Tutorial: Building a Stable Colab Workflow for the Fable 5 Traces Dataset — Parsing Tool Calls, Auditing Data, and Training Naive Bayes Baselines
English summary
This tutorial presents a reproducible Colab workflow for the Fable 5 Traces coding-agent dataset (Glint-Research/Fable-5-traces) from Hugging Face. It manually downloads the merged JSONL trace file, then builds pure-Python utilities to extract tool names, arguments, and text payloads from agent outputs. An audit of the dataset includes detection and redaction of potential secret-like patterns (API keys, tokens) and distribution plots for output types, tools, source roots, and text lengths. Safe no‑CoT chat/SFT exports are created with train/validation/test splits by converting each trace into system-user-assistant messages. A pure NumPy TF-IDF + SVD projection visualises context embeddings, and two pure-Python Naive Bayes classifiers are trained to predict assistant output type and tool name from context, with metrics and top tokens saved. The workflow outputs analysis indices, classifier reports, and a keyword search demo, all without requiring fragile scientific libraries.
Chinese summary
本教程为 Hugging Face 上的 Fable 5 Traces 编码智能体数据集 (Glint-Research/Fable-5-traces) 展示了一套可复现的 Colab 工作流。它手动下载合并的 JSONL 轨迹文件,然后构建纯 Python 工具从智能体输出中提取工具名称、参数和文本载荷。审计环节包括检测和脱敏潜在的 API 密钥、token 等秘密模式,并生成输出类型、工具、来源节点和文本长度的分布图。接着将每条轨迹转换为系统-用户-助手的消息格式,生成安全的无 CoT 对话/SFT 导出(训练/验证/测试划分)。通过纯 NumPy 的 TF-IDF + SVD 投影对上下文嵌入进行可视化,并训练两个纯 Python 朴素贝叶斯分类器,根据上下文预测助手的输出类型和工具名称,同时保存评估指标和关键词。工作流最终输出分析索引、分类器报告和关键词搜索演示,全程不依赖脆弱的科学计算库。
Key points
Works with the Fable 5 Traces dataset (Glint-Research/Fable-5-traces) by manually downloading and parsing the merged JSONL in Colab without using the datasets library.

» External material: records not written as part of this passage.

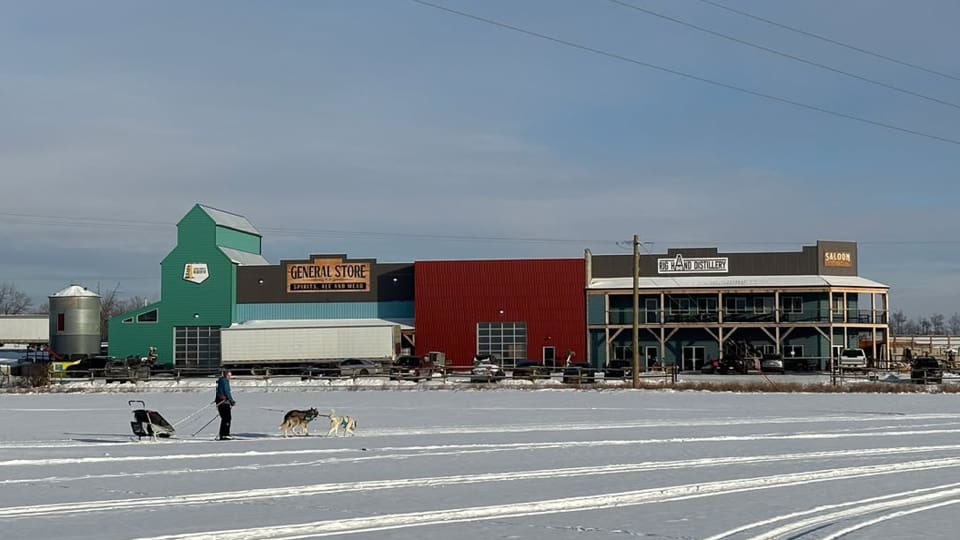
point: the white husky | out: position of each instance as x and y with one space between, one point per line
347 423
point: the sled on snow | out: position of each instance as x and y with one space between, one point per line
147 423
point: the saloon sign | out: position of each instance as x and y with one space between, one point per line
195 272
328 275
841 259
692 265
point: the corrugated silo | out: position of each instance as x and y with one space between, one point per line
75 322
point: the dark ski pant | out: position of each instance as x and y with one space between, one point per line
224 409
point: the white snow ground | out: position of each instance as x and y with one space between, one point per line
481 464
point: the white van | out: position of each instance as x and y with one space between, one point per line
853 358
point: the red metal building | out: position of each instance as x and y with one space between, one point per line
516 309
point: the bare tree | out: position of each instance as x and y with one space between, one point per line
936 324
954 324
13 301
112 304
911 328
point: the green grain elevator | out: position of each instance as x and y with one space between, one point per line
197 290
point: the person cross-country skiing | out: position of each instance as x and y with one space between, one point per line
224 403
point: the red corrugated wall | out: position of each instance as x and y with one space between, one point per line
453 296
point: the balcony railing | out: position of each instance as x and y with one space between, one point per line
854 316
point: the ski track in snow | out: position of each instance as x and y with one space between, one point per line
830 521
463 449
224 497
524 428
554 505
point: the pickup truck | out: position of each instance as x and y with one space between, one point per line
853 359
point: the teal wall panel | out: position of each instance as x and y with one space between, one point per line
596 309
326 310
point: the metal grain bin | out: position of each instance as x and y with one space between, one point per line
75 322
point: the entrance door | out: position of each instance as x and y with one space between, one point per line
693 358
652 356
550 356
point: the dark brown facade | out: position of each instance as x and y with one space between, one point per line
385 282
825 258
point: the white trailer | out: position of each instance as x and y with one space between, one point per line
24 329
264 344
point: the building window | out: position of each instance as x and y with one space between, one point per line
196 347
762 305
506 340
692 358
838 306
736 304
622 352
793 351
679 306
792 304
652 316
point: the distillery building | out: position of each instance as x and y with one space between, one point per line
699 304
223 304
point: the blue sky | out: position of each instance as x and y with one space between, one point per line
372 127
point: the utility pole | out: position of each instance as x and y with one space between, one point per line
636 311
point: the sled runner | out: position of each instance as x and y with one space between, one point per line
147 423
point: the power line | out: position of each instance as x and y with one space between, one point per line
427 236
74 221
783 54
829 40
82 222
685 75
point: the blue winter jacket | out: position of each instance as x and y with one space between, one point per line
223 391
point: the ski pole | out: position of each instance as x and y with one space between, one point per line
191 415
205 426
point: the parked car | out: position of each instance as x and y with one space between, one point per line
531 369
853 359
772 363
724 365
486 369
411 368
618 368
126 369
926 370
359 367
91 365
578 373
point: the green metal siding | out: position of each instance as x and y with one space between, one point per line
238 240
183 303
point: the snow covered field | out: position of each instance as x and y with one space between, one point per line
480 464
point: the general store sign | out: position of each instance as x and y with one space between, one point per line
328 275
195 272
842 259
693 265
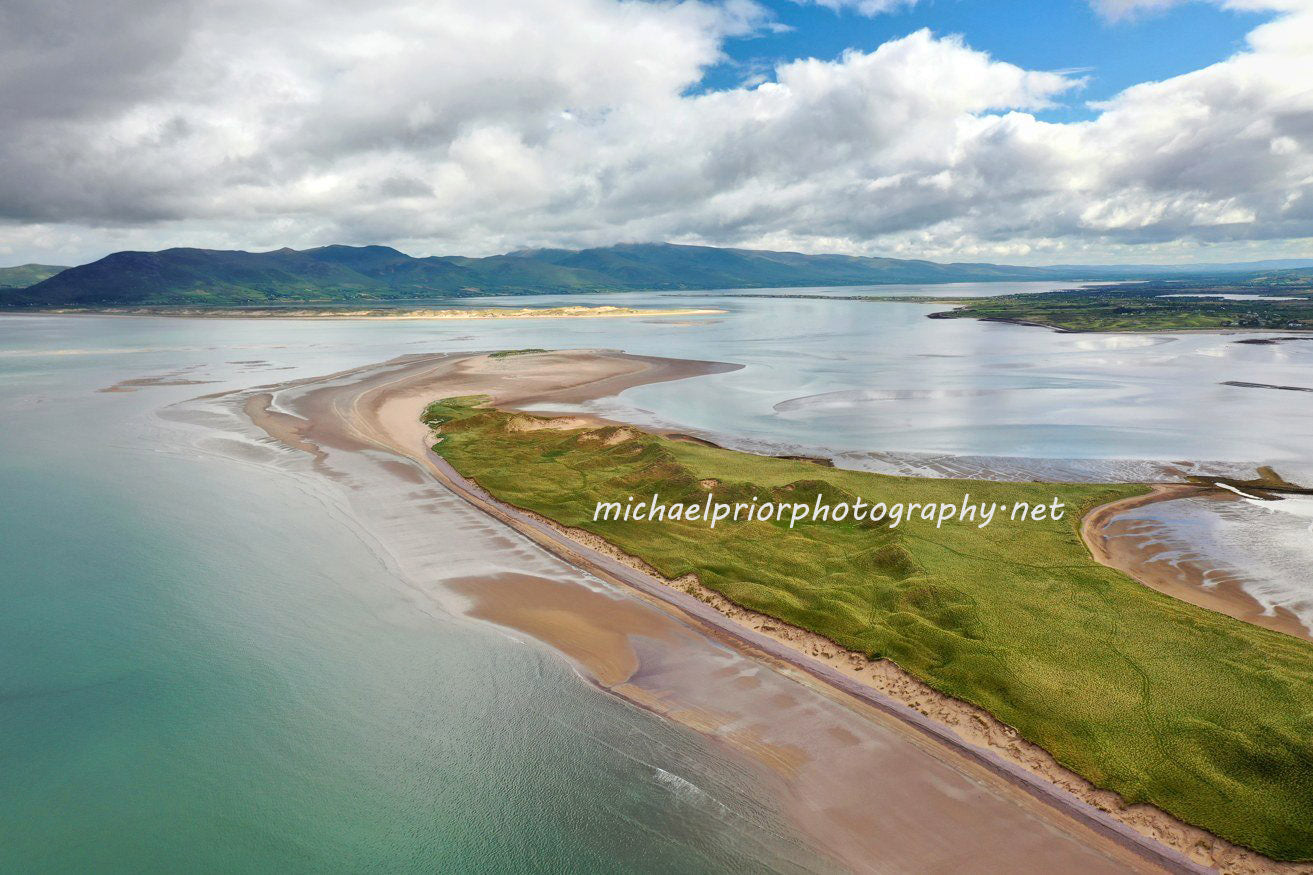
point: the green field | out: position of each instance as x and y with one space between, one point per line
1145 306
1205 716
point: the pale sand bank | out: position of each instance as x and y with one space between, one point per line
382 411
1132 549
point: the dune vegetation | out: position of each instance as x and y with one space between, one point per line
1162 702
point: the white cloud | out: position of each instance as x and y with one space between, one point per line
863 7
1123 9
445 126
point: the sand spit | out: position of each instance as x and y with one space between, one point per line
616 648
1131 548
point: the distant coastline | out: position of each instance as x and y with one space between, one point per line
578 312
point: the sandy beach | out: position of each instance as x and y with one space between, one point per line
645 650
1132 547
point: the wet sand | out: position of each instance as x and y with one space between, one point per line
871 778
1133 547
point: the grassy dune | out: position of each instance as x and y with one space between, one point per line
1162 702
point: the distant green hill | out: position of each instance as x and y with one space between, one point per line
336 275
25 275
370 273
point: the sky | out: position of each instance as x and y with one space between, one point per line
1028 132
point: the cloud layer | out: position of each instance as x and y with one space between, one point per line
451 126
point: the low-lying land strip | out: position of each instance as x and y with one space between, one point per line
1160 700
575 312
1153 306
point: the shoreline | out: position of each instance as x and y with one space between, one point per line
397 314
1110 544
391 421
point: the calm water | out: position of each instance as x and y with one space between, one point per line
205 664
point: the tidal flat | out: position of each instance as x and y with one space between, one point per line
311 658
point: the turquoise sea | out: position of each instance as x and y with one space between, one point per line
205 665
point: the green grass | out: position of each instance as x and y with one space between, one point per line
1205 716
1142 308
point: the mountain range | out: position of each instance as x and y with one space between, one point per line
377 273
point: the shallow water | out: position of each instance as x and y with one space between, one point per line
206 664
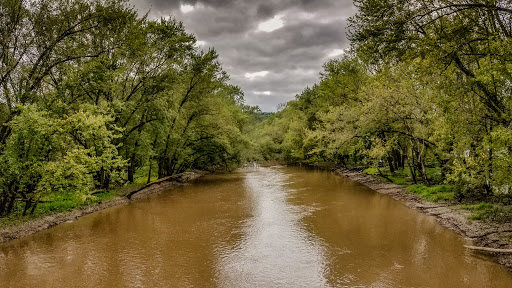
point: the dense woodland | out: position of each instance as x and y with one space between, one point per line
425 91
91 93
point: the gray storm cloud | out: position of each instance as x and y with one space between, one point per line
301 35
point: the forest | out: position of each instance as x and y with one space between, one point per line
422 96
91 94
95 97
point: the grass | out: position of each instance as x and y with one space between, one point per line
69 200
489 212
434 193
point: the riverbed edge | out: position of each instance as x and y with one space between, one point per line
41 224
482 234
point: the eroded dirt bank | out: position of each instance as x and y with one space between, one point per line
37 225
491 235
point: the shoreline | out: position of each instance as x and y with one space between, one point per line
37 225
482 234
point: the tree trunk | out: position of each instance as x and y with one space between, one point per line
390 163
28 203
131 168
11 204
34 207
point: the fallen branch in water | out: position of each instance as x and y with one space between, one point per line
494 250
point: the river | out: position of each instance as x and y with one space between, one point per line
262 227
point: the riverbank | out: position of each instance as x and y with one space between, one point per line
36 225
483 234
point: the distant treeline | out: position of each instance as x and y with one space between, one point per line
425 84
90 92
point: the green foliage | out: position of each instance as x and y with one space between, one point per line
435 193
490 212
91 94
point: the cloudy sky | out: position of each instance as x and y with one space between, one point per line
272 49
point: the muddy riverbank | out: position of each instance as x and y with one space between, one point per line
483 234
47 222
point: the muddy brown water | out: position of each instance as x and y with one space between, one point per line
264 227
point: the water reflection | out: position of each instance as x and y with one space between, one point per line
265 227
276 251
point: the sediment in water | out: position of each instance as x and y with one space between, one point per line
483 234
47 222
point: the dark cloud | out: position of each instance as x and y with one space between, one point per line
293 54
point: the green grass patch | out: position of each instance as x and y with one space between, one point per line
141 175
489 212
434 193
399 177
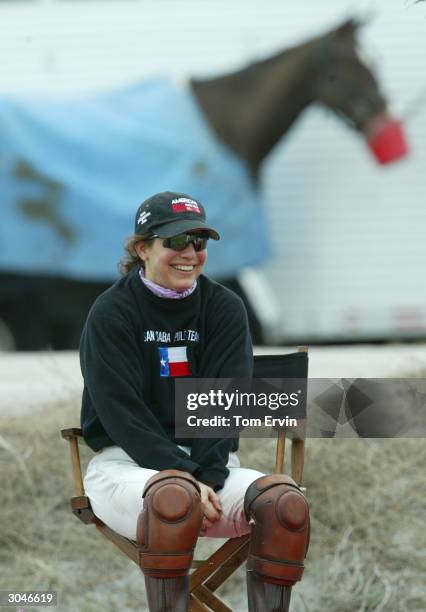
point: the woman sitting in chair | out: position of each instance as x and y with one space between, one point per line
162 320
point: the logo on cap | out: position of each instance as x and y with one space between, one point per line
185 205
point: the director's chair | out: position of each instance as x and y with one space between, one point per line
211 573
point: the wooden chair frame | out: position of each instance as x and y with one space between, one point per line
208 574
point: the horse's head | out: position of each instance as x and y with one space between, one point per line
346 85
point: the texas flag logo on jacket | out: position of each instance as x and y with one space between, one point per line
174 361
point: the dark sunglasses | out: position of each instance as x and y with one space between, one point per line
181 241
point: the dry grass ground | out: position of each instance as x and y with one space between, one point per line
368 548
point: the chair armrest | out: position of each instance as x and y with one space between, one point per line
72 436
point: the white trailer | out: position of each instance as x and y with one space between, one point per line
349 236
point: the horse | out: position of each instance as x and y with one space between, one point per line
238 118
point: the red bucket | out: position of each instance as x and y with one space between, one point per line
388 142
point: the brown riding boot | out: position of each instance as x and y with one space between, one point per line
279 517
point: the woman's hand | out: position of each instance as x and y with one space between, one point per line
211 506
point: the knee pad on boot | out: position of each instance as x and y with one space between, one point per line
279 516
169 524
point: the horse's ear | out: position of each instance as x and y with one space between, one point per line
349 27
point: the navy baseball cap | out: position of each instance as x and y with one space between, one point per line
169 213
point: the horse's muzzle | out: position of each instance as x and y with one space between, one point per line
386 139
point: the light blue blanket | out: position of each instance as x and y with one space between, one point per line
72 174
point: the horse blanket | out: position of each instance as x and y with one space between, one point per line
73 172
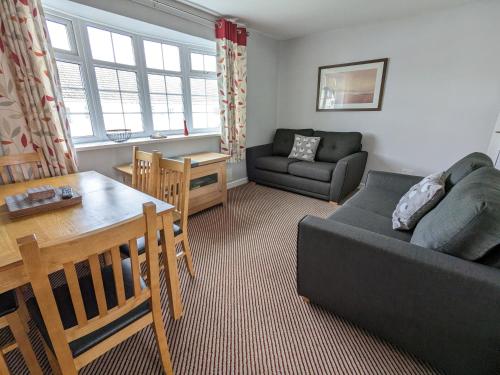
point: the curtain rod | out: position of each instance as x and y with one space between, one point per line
157 4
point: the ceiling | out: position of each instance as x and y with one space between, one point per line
285 19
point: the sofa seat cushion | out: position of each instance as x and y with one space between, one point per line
274 163
466 223
371 221
284 138
319 171
63 300
337 145
377 200
465 166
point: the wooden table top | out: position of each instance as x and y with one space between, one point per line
197 160
105 202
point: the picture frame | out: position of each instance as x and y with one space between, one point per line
355 86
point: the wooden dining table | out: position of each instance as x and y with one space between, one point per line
105 202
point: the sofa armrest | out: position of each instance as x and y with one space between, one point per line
396 182
441 308
252 153
347 175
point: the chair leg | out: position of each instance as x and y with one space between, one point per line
161 341
24 344
4 369
54 365
187 254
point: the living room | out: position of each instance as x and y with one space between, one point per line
284 187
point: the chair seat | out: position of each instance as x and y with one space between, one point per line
274 163
8 303
68 317
141 243
319 171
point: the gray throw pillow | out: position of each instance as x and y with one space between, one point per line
304 148
419 200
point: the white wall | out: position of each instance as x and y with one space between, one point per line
442 93
261 95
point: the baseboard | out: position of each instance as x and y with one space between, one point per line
236 183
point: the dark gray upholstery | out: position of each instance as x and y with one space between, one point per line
283 140
323 180
465 166
368 220
274 163
440 307
337 145
316 171
466 223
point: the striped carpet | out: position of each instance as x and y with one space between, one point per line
242 313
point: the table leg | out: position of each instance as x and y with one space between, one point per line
170 261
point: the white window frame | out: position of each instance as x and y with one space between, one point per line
82 55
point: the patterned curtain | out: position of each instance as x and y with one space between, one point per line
32 113
232 84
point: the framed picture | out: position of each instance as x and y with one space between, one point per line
357 86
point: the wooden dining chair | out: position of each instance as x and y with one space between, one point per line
81 320
145 170
23 167
171 184
9 316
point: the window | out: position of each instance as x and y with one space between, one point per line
115 79
203 63
59 35
205 103
75 99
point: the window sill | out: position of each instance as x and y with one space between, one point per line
91 146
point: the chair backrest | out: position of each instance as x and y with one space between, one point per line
174 184
145 170
22 167
40 262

在 Colab 中无需 datasets 库,通过手动下载并解析合并的 JSONL 文件,处理 Fable 5 Traces 数据集 (Glint-Research/Fable-5-traces)。
Implements utilities to extract tool names, arguments, and text payloads from diverse output structures, and audits the dataset for missing fields, duplicates, and potential secret patterns (which are redacted).
实现工具名称、参数和文本载荷的提取实用程序,审计数据集的缺失字段、重复项和潜在秘密模式(并进行脱敏)。
Generates safe no‑CoT chat/SFT exports (train/validation/test) by formatting each trace into system prompt, user context, and assistant target, with optional reasoning trace export.
通过将每条轨迹格式化为系统提示、用户上下文和助手目标,生成安全的无 CoT 对话/SFT 导出(训练/验证/测试),并可选导出推理轨迹。
Trains two pure-Python Naive Bayes classifiers from scratch: one to predict output type (text vs. tool call) and another to predict the specific tool name, using only the context field.
从零开始训练两个纯 Python 朴素贝叶斯分类器:一个预测输出类型(文本或工具调用),另一个仅依据上下文字段预测具体工具名称。
Produces a pure NumPy TF-IDF + SVD projection of context embeddings, keyword search across traces, and a comprehensive analysis report with all artifacts saved for reproducibility.
使用纯 NumPy 实现 TF-IDF + SVD 的上下文嵌入投影,提供跨轨迹的关键词搜索,并生成包含所有产物的综合分析报告以确保可复现性。